Saturday, September 15, 2012

Amusing signs

Today's Business Lessons


Amusing signs

By Francis J. Kong (The Philippine Star) 
Updated September 15, 2012 

Here’s an old material that still puts a smile on the reader’s face:

1. On a plumbing truck, the sign says: “We repair what your husband fixed.”
2. Pizza shop slogan: “7 days without pizza makes one weak (w-e-a-k).”
3. At a tire shop: “Invite us to your next blowout.”
4. On the door of a plastic surgeon’s office: “Hello, can we pick your nose?”
5. Sign at the psychic’s hotline: “Don’t call us, we’ll call you.”
6. At a towing company: “We don’t charge an arm and a leg. We want tows.”
7. Billboard on the side of the road: “Keep your eyes on the road and stop reading these signs.”
8. On an electrician’s truck: “Let us remove your shorts.”
9. In a non-smoking area: “If we see smoking, we will assume you are on fire and take appropriate action.”
10. On the maternity room door: “Push, Push, Push.”
11. At an optometrist’s office: “If you don’t see what you’re looking for, you’ve come to the right place.”
12. On a taxidermist’s window: “We really know our stuff.”
13. In a podiatrist’s office: “Time wounds all heels.”
14. On a fence: “Salesmen welcome, dog food is expensive.”
15. Outside a muffler shop: “No appointment necessary, we’ll hear you coming.”
16. In a veterinarian’s waiting room: “Be back in 5 minutes. Sit! Stay!”
17. Inside a bowling alley: “Please be quiet, we need to hear a pin drop.”
18. In the front yard of a funeral home: “Drive carefully, we’ll wait.”
19. In a counselor’s office: “Growing old is mandatory, growing wise is optional.”

I wish life would be simple – you put up a sign, and people would understand what you’re trying to say, or you put up a sign and things would be alright. But things just don’t work that way.

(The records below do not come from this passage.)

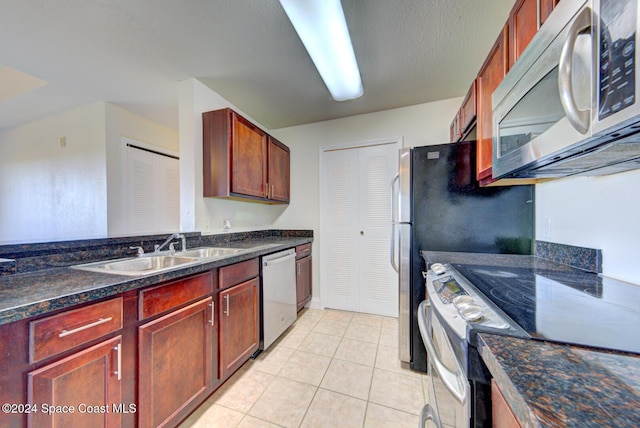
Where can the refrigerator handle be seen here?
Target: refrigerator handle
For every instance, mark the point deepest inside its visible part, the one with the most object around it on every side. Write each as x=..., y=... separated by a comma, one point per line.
x=394, y=218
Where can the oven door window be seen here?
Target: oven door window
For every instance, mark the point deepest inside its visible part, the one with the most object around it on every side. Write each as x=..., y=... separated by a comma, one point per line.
x=449, y=410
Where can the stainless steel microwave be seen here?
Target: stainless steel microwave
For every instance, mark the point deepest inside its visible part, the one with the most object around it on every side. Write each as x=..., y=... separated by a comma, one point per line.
x=569, y=106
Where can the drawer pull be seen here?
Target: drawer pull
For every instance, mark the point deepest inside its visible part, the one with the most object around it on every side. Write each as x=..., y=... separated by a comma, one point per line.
x=100, y=321
x=226, y=297
x=118, y=372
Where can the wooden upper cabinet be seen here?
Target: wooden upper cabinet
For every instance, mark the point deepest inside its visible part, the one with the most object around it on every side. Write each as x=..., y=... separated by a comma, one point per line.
x=248, y=155
x=523, y=25
x=241, y=161
x=491, y=74
x=468, y=110
x=279, y=171
x=466, y=116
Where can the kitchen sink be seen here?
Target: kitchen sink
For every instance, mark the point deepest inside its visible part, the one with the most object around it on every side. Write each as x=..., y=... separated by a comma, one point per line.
x=209, y=252
x=144, y=265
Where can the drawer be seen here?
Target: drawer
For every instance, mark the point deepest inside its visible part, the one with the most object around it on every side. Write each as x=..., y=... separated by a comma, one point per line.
x=164, y=297
x=239, y=272
x=52, y=335
x=303, y=250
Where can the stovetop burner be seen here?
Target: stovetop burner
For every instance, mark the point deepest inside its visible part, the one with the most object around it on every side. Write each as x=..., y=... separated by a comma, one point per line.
x=559, y=303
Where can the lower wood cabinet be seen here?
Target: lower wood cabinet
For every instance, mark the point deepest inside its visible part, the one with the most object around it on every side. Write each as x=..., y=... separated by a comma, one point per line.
x=239, y=330
x=79, y=390
x=174, y=369
x=145, y=358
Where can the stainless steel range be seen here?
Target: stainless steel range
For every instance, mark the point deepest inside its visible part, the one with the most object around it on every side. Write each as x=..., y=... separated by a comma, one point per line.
x=454, y=310
x=521, y=296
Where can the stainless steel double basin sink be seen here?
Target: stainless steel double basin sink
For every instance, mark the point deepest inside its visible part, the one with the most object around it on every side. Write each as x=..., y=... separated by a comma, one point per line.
x=151, y=263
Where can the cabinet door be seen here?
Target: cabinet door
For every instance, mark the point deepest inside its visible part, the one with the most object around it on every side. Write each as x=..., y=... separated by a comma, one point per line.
x=502, y=415
x=239, y=332
x=248, y=158
x=279, y=173
x=174, y=370
x=546, y=7
x=490, y=76
x=88, y=380
x=303, y=281
x=523, y=25
x=468, y=110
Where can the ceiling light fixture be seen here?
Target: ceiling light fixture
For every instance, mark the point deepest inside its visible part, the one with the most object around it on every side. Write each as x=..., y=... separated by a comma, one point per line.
x=321, y=26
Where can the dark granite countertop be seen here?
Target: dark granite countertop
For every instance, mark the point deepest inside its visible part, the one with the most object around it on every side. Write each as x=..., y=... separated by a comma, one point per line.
x=36, y=293
x=554, y=385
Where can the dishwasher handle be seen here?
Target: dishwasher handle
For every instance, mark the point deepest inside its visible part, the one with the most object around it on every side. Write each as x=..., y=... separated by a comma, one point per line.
x=283, y=257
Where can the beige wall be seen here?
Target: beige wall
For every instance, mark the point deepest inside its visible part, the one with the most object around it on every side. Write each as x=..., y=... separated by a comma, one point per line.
x=52, y=193
x=595, y=212
x=49, y=192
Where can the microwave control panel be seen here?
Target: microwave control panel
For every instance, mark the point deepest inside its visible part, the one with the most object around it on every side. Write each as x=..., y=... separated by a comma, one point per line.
x=617, y=56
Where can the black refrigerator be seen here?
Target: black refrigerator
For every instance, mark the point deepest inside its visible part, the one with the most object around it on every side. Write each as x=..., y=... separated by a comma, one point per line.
x=439, y=206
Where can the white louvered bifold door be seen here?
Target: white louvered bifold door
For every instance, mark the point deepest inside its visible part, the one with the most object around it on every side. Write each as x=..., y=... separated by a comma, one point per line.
x=341, y=210
x=357, y=274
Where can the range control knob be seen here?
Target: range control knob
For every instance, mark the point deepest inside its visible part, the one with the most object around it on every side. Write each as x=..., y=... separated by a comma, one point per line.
x=438, y=268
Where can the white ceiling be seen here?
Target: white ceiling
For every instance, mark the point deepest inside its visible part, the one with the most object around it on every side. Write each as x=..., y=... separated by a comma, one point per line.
x=134, y=52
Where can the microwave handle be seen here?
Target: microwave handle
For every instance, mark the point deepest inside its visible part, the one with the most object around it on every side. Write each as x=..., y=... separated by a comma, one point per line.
x=580, y=119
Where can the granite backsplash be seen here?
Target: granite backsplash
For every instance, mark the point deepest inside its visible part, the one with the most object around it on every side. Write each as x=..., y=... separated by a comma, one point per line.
x=587, y=259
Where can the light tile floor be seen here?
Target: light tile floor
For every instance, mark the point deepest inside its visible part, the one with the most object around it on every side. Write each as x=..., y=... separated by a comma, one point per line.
x=330, y=369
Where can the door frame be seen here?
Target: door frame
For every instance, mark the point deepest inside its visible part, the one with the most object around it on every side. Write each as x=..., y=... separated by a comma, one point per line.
x=399, y=143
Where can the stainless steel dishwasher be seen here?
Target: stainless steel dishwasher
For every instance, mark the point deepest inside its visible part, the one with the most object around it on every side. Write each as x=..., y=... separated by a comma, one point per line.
x=278, y=294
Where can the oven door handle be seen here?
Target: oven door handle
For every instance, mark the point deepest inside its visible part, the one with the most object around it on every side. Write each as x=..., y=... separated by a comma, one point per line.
x=453, y=381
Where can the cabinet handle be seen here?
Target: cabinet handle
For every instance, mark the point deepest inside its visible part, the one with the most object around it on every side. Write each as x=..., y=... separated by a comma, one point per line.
x=226, y=297
x=65, y=333
x=118, y=349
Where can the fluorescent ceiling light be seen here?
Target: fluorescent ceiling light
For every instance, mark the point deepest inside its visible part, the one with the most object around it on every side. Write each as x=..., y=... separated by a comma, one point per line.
x=321, y=26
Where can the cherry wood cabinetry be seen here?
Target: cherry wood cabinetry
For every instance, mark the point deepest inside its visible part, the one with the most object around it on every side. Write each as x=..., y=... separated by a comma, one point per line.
x=491, y=74
x=240, y=161
x=279, y=171
x=303, y=275
x=82, y=389
x=523, y=25
x=466, y=117
x=149, y=356
x=524, y=21
x=175, y=372
x=546, y=7
x=55, y=334
x=502, y=415
x=238, y=315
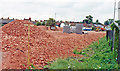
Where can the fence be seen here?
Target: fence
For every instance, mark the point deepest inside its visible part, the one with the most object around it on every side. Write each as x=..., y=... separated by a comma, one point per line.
x=113, y=36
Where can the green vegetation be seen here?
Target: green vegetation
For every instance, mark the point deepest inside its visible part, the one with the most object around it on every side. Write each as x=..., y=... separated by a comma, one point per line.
x=97, y=56
x=116, y=41
x=38, y=24
x=1, y=24
x=109, y=21
x=51, y=22
x=88, y=20
x=43, y=23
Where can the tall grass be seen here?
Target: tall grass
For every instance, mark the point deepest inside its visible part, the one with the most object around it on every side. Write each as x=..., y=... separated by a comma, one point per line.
x=96, y=56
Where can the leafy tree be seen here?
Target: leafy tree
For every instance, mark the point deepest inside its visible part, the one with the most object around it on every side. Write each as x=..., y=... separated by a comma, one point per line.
x=38, y=24
x=106, y=22
x=51, y=22
x=88, y=20
x=118, y=21
x=43, y=23
x=109, y=21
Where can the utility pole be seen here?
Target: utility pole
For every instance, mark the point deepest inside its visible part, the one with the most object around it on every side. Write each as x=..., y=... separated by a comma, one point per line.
x=114, y=10
x=119, y=36
x=55, y=15
x=28, y=59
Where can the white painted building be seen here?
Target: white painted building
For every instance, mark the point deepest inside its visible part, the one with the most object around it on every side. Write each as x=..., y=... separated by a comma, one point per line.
x=119, y=10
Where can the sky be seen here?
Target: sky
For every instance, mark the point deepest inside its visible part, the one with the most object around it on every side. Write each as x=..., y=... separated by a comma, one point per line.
x=66, y=10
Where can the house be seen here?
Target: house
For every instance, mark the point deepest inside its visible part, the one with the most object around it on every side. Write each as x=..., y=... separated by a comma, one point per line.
x=34, y=22
x=6, y=20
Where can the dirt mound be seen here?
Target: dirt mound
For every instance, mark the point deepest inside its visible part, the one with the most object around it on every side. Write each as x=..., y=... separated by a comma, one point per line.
x=44, y=46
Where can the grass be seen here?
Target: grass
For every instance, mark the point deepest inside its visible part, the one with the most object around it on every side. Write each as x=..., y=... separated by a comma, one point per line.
x=98, y=55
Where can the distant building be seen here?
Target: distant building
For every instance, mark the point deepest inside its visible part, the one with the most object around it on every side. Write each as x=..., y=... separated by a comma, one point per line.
x=119, y=10
x=6, y=20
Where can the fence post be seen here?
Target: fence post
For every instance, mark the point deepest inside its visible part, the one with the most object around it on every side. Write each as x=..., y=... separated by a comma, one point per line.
x=113, y=39
x=119, y=50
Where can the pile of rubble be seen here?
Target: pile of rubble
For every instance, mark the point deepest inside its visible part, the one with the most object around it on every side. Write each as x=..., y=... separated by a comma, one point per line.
x=43, y=46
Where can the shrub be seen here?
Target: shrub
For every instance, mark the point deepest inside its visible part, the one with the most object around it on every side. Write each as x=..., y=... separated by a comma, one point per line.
x=99, y=56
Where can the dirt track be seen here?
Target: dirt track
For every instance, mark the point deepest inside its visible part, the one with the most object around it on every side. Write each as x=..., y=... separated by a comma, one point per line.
x=44, y=45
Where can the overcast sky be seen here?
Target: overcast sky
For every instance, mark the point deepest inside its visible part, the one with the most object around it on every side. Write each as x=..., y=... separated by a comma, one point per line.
x=71, y=10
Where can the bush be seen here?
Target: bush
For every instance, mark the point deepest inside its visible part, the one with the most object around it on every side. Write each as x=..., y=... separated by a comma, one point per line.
x=98, y=56
x=38, y=24
x=43, y=23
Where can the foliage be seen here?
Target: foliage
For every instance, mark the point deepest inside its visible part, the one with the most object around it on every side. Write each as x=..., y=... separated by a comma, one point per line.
x=106, y=22
x=116, y=41
x=43, y=23
x=98, y=56
x=93, y=28
x=88, y=20
x=38, y=24
x=109, y=21
x=118, y=21
x=51, y=22
x=2, y=24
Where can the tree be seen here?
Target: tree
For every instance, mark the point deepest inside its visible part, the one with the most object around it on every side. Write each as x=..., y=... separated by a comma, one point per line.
x=106, y=22
x=88, y=20
x=109, y=21
x=38, y=24
x=43, y=23
x=51, y=22
x=118, y=21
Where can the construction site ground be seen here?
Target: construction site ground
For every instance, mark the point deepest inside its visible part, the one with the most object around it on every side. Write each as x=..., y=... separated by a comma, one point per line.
x=45, y=46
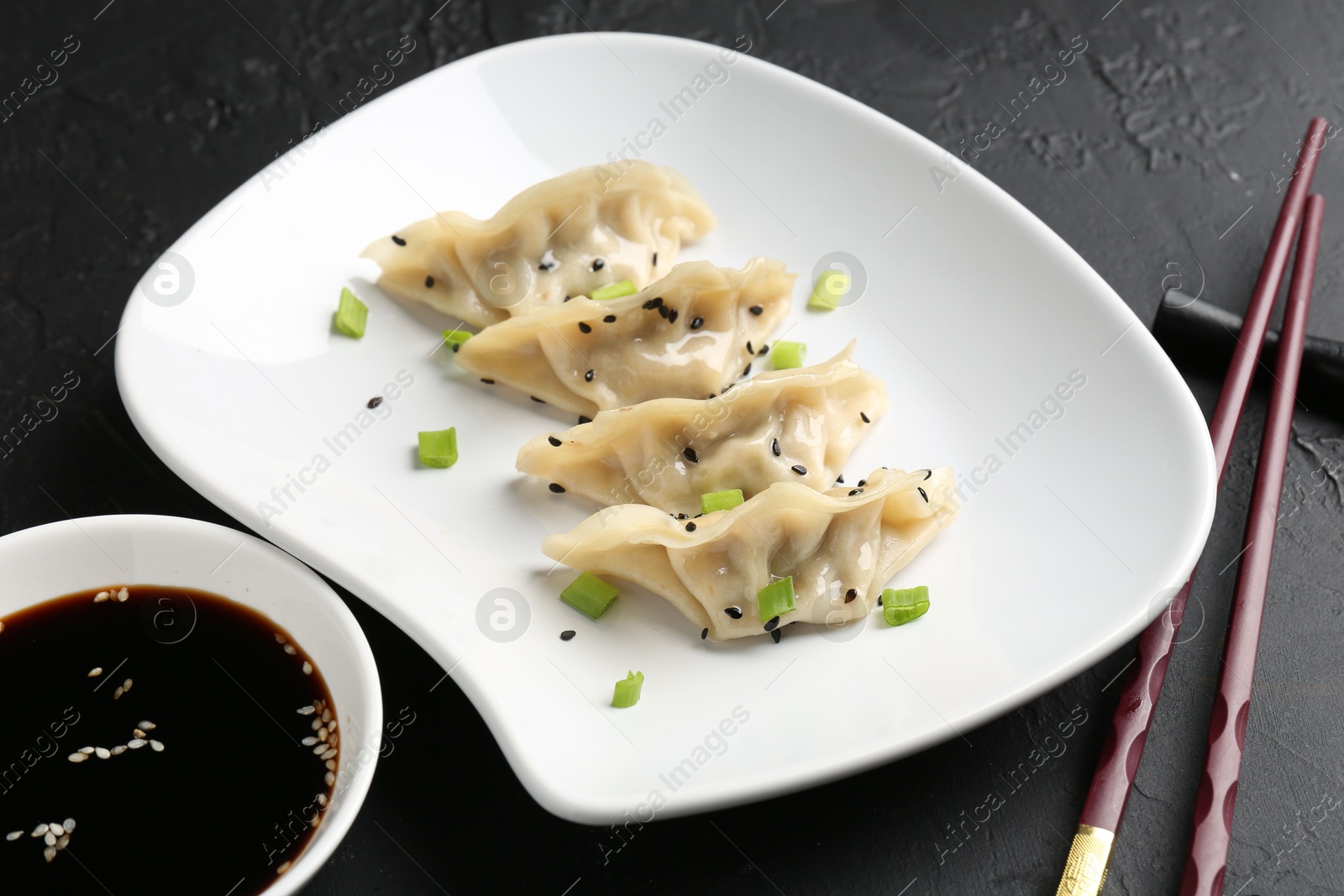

Suppose life could be like a computer?

If you’ve messed up your life, you could press “Alt, Ctrl, Delete” and start all over!
• To get your daily exercise, you could just click on “Run”!
• If you needed a break from life, you could click on “Suspend”. Hit “any key” to continue life when ready.
• To get even with the neighbors, you could turn up the sound blaster.
• To “add/remove” someone in your life, you could click settings and control panel.
• To improve your appearance, you could just adjust the display settings.
• If life gets too noisy, you could turn off the speakers.
• When you lose your car keys, you could click on “Find”.
• “Help” with the chores could be just a click away.
• You wouldn’t need auto insurance. You could use your flash disk or external hard drive to recover from a crash.
• We could click on “Send”, and the kids would go to bed immediately.
• To feel like a new person, you could click on “Refresh”. Click on “Close” to shut up the kids and the spouse.
• To undo a mistake, you could click on “Back”.
• Is your wardrobe getting old? You could click “Update”.
• If you don’t like cleaning the litter box, you could click on “Delete”.

But life isn’t like a computer, and neither is putting up signs enough to put life in order or to achieve success.

Too many people wake up in the morning and allow their lives to run on auto-pilot. We need skills to live life successfully.

Attend seminars. Read books.

Attend church, and pay close attention to what the ministers are saying. And most important, read the Bible.Stay connected to its author. He created us, and He knows what’s best for us.

And when one day our stay in this planet is over, perhaps the best sign that could speak of us is an arrow that points towards heaven. In the end, that is all that matters in life.